Hackney Council makes a “dog’s dinner” implementing canine control orders
PUBLISHED: 13:18 26 June 2012 | UPDATED: 13:33 26 June 2012
Town hall chiefs have been accused of creating a “a dog’s dinner” over new powers to control irresponsible owners and their pets.
Dog owners across the borough are up in arms after Hackney Council made a dog’s dinner of implementing new powers to control canines in the borough.
Former Hackney councillor Chris O’Leary has questioned the validity of the council’s recently introduced dog orders, after it emerged a “wrongly-worded” order was mistakenly passed by the council’s cabinet in February.
Many of the borough’s dog owners were angry when the council announced the legislation last summer, fearing it would penalise the vast majority of responsible dog owners instead of tackling the small antisocial minority.
But the council, spurred on by concern from residents and park users about dogs off their leads, aggressive dogs and dogs in children’s play areas, went ahead and approved three dog control orders at a cabinet meeting on February 27.

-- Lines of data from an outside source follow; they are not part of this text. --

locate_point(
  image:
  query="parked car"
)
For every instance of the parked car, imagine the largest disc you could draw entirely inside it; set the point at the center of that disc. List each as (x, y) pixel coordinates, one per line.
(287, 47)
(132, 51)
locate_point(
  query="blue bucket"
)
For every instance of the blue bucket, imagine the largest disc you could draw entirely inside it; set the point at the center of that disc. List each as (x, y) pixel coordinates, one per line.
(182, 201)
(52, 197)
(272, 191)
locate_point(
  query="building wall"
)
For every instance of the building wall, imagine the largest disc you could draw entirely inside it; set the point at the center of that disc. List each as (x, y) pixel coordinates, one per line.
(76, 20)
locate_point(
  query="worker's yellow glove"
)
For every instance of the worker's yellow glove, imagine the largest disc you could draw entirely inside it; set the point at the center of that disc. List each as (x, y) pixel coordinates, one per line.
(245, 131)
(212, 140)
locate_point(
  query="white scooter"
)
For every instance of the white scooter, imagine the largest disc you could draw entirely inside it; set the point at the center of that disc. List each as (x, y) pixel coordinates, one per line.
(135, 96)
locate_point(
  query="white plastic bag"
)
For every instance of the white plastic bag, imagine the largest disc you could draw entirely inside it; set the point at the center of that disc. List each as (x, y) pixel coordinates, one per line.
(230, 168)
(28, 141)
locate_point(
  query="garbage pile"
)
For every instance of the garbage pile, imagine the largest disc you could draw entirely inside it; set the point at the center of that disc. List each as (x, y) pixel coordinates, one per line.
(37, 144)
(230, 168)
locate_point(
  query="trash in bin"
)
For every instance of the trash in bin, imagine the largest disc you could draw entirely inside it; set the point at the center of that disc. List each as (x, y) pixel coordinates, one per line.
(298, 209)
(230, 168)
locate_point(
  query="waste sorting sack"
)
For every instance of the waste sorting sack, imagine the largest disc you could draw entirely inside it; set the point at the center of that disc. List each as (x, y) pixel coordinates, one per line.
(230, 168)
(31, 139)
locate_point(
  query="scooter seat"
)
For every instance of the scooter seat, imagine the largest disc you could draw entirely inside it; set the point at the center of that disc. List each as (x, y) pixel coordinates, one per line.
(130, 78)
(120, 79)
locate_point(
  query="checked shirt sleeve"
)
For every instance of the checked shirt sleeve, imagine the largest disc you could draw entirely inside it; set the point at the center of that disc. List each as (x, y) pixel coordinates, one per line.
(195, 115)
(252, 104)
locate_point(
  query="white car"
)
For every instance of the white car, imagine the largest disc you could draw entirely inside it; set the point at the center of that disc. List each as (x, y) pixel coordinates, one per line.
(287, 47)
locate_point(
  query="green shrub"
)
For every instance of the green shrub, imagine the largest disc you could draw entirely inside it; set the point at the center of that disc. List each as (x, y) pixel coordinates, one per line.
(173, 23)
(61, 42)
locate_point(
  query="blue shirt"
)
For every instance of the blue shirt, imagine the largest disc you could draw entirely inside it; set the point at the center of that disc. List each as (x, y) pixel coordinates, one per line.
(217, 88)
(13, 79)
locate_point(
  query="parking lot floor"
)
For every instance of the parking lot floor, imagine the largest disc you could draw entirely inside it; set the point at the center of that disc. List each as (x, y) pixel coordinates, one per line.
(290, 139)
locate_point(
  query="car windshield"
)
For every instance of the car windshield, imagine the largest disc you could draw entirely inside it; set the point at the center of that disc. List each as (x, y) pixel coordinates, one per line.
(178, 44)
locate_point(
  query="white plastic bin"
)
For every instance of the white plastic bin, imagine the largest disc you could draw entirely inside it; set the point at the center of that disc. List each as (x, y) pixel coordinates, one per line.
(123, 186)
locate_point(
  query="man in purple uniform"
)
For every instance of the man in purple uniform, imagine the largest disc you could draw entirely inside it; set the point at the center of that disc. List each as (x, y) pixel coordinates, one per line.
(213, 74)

They included a dogs exclusion order, a dogs on leads at all times order and a dogs on leads when requested order and should have come into force on April 1.
Notices informing the public along the Regent’s Canal towpath, where Mr O’Leary walks his retriever Cassie, only went up this month.

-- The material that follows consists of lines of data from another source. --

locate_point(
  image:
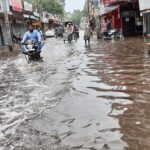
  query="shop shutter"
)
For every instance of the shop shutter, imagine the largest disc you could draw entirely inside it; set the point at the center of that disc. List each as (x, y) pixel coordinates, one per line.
(148, 23)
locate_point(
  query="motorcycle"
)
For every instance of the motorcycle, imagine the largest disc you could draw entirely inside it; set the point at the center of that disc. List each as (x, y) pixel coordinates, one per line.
(31, 53)
(112, 34)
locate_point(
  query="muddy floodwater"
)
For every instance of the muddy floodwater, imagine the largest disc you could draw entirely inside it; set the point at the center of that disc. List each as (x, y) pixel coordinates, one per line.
(88, 98)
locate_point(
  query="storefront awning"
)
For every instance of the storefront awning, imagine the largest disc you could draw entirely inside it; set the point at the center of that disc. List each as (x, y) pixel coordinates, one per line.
(16, 5)
(26, 16)
(108, 9)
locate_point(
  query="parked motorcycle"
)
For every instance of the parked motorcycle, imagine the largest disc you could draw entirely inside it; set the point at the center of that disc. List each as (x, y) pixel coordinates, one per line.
(32, 54)
(112, 34)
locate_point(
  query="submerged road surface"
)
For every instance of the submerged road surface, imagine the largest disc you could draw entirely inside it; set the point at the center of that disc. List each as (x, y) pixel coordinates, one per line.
(87, 98)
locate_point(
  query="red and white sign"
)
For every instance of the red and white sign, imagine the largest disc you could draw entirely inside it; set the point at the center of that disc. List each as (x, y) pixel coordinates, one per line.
(16, 5)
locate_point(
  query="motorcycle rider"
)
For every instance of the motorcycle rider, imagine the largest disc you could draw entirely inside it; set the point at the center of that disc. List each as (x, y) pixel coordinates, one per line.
(34, 36)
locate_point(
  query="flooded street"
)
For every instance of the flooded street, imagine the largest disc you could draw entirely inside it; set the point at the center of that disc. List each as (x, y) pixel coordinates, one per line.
(86, 98)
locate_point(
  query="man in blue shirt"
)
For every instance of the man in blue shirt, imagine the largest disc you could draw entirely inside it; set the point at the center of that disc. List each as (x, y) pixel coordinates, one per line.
(34, 36)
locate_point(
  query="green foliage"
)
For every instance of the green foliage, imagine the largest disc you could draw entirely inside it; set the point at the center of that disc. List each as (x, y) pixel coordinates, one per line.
(77, 16)
(51, 6)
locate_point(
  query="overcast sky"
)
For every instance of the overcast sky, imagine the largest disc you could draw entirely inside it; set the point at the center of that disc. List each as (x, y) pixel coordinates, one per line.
(71, 5)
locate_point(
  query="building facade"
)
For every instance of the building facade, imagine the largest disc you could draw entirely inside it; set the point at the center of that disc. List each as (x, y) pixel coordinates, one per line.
(145, 12)
(123, 14)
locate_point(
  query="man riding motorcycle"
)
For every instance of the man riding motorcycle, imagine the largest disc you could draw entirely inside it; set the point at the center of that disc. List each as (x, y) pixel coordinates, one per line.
(34, 36)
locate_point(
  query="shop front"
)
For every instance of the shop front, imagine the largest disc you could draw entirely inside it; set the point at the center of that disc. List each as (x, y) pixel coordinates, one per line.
(110, 14)
(145, 12)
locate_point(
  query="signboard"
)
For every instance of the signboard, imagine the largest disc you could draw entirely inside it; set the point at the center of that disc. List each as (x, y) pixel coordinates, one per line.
(144, 4)
(16, 5)
(27, 6)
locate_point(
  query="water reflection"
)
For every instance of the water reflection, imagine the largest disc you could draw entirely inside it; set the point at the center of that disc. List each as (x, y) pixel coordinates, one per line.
(123, 67)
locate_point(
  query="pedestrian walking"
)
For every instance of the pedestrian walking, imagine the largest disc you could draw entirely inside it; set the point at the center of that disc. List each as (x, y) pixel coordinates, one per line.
(87, 34)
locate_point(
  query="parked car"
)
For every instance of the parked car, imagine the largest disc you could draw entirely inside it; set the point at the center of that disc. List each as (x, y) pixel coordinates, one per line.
(50, 33)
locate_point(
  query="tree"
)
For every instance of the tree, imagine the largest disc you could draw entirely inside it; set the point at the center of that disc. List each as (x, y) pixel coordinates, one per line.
(51, 6)
(77, 16)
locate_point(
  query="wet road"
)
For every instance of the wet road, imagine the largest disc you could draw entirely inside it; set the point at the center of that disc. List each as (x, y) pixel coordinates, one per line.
(80, 97)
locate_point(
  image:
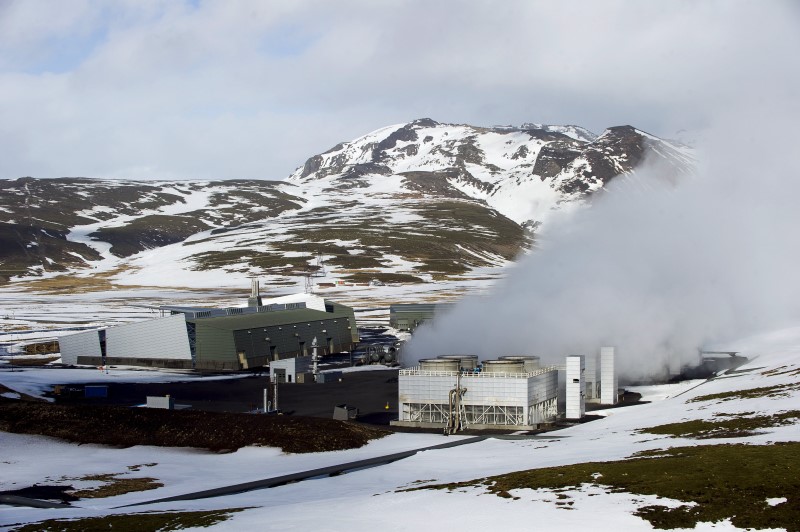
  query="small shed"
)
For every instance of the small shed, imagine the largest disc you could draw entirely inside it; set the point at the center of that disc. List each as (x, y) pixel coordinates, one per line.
(329, 376)
(345, 412)
(286, 370)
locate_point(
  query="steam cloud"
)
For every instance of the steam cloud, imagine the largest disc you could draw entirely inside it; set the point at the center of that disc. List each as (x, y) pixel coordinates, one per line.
(657, 269)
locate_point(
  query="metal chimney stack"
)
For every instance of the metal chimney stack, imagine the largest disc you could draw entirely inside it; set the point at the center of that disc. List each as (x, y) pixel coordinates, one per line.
(255, 298)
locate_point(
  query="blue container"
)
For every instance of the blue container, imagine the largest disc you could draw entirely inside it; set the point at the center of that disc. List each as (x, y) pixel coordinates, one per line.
(95, 391)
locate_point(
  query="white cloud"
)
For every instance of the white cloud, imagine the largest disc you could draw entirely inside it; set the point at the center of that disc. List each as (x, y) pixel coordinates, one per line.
(251, 89)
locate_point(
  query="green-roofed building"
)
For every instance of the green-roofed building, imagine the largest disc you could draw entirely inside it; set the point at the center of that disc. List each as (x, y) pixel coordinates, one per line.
(220, 339)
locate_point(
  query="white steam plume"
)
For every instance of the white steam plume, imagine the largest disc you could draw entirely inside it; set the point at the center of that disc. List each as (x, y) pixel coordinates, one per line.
(656, 269)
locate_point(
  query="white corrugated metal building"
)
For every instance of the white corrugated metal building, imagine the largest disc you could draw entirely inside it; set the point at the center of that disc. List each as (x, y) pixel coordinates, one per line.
(492, 399)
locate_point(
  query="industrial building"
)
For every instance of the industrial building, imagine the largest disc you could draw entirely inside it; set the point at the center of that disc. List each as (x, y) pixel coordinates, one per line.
(449, 392)
(220, 339)
(408, 317)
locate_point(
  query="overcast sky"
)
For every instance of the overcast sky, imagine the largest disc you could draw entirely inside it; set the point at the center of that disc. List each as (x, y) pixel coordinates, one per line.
(249, 89)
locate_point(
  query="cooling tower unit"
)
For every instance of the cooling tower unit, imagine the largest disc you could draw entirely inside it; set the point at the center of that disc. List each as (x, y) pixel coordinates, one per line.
(501, 396)
(590, 376)
(608, 376)
(530, 362)
(576, 386)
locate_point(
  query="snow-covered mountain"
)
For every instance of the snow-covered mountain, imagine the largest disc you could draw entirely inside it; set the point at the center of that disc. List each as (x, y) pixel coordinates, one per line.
(410, 203)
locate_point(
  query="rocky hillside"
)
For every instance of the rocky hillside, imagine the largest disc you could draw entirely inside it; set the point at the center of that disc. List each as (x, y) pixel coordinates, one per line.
(408, 203)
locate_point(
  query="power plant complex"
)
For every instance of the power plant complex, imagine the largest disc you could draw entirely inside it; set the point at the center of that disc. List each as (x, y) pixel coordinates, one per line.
(453, 392)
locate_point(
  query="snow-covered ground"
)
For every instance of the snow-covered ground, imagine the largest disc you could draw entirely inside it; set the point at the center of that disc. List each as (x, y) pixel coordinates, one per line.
(369, 498)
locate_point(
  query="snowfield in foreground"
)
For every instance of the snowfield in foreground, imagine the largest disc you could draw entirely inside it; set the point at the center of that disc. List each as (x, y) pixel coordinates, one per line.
(370, 498)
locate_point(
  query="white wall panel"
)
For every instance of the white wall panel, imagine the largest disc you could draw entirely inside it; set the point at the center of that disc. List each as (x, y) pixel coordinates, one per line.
(162, 338)
(86, 343)
(576, 388)
(608, 376)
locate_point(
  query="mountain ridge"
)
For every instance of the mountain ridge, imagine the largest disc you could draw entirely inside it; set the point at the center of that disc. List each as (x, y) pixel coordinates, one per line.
(412, 202)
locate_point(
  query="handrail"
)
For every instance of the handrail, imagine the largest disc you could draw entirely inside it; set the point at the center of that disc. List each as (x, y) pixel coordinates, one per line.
(479, 374)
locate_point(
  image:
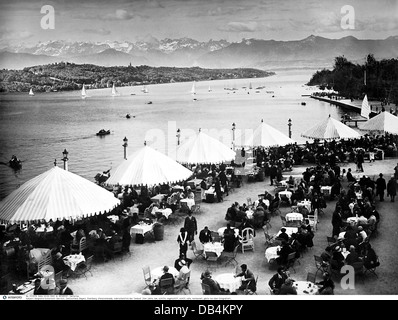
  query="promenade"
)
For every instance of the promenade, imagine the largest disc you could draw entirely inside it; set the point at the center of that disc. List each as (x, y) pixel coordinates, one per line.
(125, 277)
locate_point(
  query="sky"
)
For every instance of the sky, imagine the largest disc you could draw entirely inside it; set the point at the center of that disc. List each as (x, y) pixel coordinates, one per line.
(21, 21)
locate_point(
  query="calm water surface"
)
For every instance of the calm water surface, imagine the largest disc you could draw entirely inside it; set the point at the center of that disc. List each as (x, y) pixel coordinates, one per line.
(37, 129)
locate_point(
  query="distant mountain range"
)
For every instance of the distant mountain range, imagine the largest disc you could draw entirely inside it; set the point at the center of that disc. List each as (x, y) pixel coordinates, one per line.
(311, 52)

He immediately spotted that instead of reading “on a lead at all times,” they should have read “on a lead when requested”.
However the council insisted the signs were correct, admitting the “wrong order” had been passed in February.

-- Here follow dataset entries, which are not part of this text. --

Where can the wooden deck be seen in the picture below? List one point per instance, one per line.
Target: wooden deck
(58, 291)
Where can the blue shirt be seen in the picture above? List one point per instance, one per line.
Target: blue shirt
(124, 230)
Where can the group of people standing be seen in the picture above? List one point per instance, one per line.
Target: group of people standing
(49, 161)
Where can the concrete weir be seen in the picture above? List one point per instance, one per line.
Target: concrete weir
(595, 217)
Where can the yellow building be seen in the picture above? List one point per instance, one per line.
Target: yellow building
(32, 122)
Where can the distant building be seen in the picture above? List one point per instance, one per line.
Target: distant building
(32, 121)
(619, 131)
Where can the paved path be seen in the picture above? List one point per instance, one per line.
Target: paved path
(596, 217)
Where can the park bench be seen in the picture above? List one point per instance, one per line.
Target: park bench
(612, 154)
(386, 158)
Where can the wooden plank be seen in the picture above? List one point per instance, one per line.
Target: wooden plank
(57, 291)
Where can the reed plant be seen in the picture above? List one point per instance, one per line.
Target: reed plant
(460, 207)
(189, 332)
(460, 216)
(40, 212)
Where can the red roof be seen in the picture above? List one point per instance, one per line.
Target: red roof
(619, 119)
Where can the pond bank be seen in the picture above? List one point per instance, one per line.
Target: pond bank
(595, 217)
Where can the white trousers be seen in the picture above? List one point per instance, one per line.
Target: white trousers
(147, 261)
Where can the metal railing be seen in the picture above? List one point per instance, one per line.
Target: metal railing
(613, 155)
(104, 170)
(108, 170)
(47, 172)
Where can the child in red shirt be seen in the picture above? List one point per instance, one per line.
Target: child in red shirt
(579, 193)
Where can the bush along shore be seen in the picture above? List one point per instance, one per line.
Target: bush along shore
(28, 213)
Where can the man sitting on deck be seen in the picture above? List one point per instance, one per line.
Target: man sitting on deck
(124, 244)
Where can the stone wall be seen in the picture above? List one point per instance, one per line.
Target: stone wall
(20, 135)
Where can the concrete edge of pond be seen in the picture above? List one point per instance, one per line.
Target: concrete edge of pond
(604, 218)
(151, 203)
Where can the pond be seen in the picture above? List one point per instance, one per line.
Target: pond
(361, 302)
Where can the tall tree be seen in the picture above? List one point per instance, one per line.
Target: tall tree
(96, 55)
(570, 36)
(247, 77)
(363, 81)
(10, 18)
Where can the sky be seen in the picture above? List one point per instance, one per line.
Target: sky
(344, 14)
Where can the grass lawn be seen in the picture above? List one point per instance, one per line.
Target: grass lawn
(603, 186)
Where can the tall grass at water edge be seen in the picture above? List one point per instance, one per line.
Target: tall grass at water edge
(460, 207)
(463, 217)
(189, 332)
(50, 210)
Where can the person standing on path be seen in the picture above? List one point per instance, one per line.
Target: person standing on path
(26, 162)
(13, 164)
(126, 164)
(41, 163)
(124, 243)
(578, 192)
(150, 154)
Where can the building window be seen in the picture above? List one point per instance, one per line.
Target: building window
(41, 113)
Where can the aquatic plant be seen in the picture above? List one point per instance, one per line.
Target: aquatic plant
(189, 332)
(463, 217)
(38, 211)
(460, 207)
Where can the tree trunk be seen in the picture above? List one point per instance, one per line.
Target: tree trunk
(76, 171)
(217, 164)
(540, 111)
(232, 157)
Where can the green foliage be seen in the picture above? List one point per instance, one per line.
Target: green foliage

On April 23 cabinet had “amended” the order to correlate with what the council consulted on which was “dogs on a lead at all times” on a towpath.
However until last week the council website contradicted this, by stating dogs on towpaths were to be “on a lead at all times” as well as “on a lead when requested.”
“I appreciate that the council intended to do something completely different to what is actually did when it agreed the dog control orders,” said Mr O’Leary.
“But once the orders were agreed by council, that is the legal position and they have to stick by it.
“Once the order was agreed by the Council, the law requires a consultation process is undertaken if the order is to be changed.
“In effect, and to use an analogy, it is rather like the Government saying ‘This Act agreed by Parliament says X, but that is not what Parliament meant to say, so we’ll just ignore that and do we want actually want to do.”
Mr O’Leary also questioned the council’s right to put the signs on the towpath in the first place, which isn’t public land but owned by the charity Canal and Rivers Trust, formerly British Waterways.
A spokesman for the council said they did not agree with Mr O’Leary that procedures had not been properly followed, and that 64 per cent of respondents to the consultation were supportive of the control orders.